Tuesday, June 24, 2025

Johnny Showtimes: THE KILLER and HARD BOILED

 by JB

For today’s Junesploitation theme, you cannot do better than this pair of John Woo masterpieces.

I was trying to remember when I was first introduced to the films of John Woo.

Was it in 1989 and 1992 when the films were first released in the USA? Did I see them at the Music Box Theater or at the late, lamented Fine Arts Theater on Michigan Avenue, across the street from the Art Institute? Were they part of a Foreign Film Discussion series that my friend Dale and I briefly hosted at five area libraries? Could it have been that my introduction to these films were their debut on Criterion Collection LaserDisc, packed with special features?
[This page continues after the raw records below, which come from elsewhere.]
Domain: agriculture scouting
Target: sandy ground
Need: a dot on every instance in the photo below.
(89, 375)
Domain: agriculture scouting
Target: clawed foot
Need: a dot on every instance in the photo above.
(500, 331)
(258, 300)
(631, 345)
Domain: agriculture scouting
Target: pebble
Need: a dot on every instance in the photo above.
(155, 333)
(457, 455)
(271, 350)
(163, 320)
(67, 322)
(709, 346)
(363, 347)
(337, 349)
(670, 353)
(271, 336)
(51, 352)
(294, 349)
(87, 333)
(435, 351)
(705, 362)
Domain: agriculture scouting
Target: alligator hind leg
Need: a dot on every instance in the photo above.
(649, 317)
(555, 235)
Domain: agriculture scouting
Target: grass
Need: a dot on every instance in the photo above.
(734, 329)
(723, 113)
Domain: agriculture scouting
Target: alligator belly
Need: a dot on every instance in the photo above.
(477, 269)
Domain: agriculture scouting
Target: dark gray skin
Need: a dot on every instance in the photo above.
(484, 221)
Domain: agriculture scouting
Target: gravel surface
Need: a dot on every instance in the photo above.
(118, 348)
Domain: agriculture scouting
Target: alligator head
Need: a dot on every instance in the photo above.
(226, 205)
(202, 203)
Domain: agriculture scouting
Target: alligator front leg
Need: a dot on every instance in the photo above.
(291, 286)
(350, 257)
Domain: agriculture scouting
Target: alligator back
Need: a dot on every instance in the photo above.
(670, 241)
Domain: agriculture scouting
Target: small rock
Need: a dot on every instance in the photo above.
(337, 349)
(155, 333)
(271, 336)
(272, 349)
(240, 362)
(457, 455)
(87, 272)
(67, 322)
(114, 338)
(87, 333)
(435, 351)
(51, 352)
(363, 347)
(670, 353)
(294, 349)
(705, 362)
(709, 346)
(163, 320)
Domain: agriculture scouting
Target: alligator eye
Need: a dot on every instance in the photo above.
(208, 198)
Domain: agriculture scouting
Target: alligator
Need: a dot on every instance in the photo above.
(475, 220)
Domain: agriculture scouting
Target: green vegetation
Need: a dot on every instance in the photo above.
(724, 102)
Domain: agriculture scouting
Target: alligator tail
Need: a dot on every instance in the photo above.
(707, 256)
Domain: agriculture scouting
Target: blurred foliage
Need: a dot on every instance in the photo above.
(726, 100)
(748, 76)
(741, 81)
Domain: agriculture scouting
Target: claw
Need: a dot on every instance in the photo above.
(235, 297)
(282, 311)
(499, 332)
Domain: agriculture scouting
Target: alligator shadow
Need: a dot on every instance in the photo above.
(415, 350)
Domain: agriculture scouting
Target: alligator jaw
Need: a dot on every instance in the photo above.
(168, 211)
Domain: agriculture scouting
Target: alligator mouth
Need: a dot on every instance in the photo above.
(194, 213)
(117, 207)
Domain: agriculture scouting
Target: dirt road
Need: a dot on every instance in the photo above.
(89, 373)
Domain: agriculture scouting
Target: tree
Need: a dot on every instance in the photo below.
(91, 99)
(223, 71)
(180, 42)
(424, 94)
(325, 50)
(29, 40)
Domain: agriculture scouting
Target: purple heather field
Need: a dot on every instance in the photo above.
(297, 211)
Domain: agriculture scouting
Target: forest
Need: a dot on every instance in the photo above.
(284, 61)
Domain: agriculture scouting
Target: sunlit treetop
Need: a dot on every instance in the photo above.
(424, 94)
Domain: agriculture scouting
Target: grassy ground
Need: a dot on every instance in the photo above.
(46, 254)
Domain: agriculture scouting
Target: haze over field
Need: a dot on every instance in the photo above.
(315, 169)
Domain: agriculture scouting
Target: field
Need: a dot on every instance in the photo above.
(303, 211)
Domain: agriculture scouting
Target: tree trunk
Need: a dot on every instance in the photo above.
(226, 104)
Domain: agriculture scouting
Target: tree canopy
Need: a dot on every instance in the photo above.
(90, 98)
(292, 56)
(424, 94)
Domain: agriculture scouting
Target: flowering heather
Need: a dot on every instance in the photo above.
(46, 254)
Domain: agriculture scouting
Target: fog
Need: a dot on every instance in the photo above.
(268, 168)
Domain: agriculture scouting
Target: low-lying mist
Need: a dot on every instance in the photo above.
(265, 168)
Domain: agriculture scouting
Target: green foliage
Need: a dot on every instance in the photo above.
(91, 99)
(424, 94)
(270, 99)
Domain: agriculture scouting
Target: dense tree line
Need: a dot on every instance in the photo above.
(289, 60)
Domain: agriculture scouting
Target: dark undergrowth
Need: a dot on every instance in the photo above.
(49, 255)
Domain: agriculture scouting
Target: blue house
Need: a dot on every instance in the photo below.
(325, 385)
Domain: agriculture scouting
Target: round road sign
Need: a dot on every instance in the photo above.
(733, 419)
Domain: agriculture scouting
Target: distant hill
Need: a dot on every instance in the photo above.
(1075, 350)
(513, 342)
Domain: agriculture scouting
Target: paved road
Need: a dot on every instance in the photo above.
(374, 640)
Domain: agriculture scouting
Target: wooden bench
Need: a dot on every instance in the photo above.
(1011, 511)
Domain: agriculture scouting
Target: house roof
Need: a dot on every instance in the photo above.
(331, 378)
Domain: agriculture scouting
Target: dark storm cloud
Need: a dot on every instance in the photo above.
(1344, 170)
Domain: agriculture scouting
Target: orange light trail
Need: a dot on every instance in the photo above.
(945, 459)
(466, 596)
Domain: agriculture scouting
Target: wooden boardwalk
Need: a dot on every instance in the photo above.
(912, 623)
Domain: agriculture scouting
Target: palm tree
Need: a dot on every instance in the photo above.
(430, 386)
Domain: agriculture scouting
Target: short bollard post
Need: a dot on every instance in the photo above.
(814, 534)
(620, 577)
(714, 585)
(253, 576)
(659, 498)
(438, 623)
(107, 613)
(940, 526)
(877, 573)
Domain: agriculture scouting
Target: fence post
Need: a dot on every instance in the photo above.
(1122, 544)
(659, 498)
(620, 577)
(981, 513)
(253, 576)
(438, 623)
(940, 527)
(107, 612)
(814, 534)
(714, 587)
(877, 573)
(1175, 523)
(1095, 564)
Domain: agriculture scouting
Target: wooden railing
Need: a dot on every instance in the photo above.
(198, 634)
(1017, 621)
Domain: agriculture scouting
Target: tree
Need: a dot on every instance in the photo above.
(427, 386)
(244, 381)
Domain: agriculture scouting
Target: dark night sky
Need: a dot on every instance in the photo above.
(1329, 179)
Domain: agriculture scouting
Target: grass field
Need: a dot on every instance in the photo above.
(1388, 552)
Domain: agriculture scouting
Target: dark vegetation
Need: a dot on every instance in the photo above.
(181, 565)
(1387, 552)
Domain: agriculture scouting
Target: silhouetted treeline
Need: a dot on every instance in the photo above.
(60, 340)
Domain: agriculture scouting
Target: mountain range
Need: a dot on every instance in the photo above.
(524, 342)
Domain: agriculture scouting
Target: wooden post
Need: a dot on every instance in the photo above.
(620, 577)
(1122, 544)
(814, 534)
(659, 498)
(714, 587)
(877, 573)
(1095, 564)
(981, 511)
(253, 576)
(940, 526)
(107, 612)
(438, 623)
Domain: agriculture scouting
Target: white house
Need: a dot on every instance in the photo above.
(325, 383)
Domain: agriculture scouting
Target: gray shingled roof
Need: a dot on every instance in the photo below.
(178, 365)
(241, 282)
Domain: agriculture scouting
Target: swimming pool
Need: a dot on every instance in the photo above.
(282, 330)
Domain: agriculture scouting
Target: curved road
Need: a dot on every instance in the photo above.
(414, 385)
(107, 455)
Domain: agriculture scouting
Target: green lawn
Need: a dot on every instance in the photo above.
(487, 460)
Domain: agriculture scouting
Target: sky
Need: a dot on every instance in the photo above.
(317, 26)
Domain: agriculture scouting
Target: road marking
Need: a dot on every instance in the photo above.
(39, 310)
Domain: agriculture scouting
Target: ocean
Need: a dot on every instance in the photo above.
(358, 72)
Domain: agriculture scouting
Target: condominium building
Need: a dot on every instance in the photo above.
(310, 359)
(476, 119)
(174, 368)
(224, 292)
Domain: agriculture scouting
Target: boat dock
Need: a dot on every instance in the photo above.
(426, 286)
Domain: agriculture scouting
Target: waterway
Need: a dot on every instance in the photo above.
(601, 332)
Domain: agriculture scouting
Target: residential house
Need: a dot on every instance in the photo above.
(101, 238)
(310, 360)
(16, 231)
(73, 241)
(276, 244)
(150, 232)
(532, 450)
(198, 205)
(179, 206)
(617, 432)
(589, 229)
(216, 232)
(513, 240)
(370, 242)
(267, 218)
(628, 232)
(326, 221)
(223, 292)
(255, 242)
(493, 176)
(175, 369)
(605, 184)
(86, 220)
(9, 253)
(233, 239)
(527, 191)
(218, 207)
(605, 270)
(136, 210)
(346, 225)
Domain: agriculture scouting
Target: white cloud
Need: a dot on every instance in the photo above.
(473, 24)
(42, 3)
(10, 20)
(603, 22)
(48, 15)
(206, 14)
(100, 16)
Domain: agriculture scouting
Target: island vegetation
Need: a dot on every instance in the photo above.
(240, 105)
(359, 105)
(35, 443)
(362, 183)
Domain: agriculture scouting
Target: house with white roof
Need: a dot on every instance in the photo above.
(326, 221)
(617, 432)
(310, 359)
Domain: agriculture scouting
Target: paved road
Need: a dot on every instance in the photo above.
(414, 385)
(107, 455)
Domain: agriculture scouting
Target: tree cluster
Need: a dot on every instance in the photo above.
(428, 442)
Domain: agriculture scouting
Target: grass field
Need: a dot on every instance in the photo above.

My memory fails me.

I may not remember the circumstances of my first viewing, but I will forever remember the films themselves. It’s as if John Woo took the best of Asian pop culture, the films of Akira Kurosawa, and 1970s kung-fu cinema and combined it with the best of Sam Peckinpah and Martin Scorsese. These films are Asian fusion, not on a plate but on your theater screen: stylized, thoughtful, compelling, and very, very violent. They're the whole package.

The Killer (1989)
Hitman Ah Jong (Chow Yun-Fat) decides to retire after one last job (perhaps because he has seen so many movies in which criminals and hitmen all have this same idea.) Unfortunately, this last job goes spectacularly wrong and leads to a bloody shoot-out in a crowded restaurant where a young girl named Jenni (Sally Yeh) is accidently blinded. Ah Jong feels responsible and begins to follow Jenni, attending her nightclub performances and even silently watching her in her apartment. After he saves her from being mugged one night, Jenni invites him in, and the two form a friendship.
Police Detective Li Ying (Danny Lee) is demoted after an undercover sting operation also goes spectacularly wrong. Li begins to suspect Ah Jong is a criminal after noticing him at a crime scene; Li begins to follow Ah Jong while Ah Jong is following Jenni. It’s almost comical. Ah Jong learns that Jenni’s sight can be restored through an expensive operation. He decides to perform one last hit to pay for her surgery. Will his truly "last hit" go spectacularly wrong?

Hard-Boiled (1992)
Police Detective “Tequila” Yuen (Chow-Yun Fat) sees his partner killed when a stake-out of some gun smugglers goes spectacularly wrong and leads to a bloody shoot-out in a criminal warehouse. Alan (Tony Leung Chiu-wai) is a Triad hitman who attracts the attention of Johnny Wong (Anthony Wong) who tries to recruit him. When Alan’s initiation goes spectacularly wrong and results in a bloody shoot-out, Tequila learns that he is actually an undercover cop. The two agree to fight together against Wong and his number-two, Mad Dog (Philip Kwok). What could possibly go spectacularly wrong?

Woo stylizes all the action sequences into slow-motion fever dreams of carnage. Guns hold an infinite amount of ammunition and bodies fly through the air, propelled by the sheer exuberance of Woo’s direction and editing. Although I think his biggest influences were Kurosawa, Peckinpah, and Scorsese, Woo has said in interviews that The Killer is his tribute to Scorsese and French filmmaker Jean-Pierre Melville.
Besides the extended, balletic action sequences, one thing I have always loved in Woo’s crime films is the notion that the good guy and bad guy are the same guy. From Ah Jong and Li Ying in The Killer to John Travolta and Nicolas Cage in Face/Off, this a key theme Woo keeps circling back to, and it’s always fascinating. It reminds me a bit of John Ford’s The Searchers, which suggests that John Wayne’s Ethan Edwards and Henry Brandon’s war-chief Scar are essentially the same, which is why they hate each other so much. This is much more fascinating as a character study than formulaic Hollywood’s Pure Good Vs. Pure Evil.

Thanks for the subtlety and insight, John Woo... and thanks for the bullets.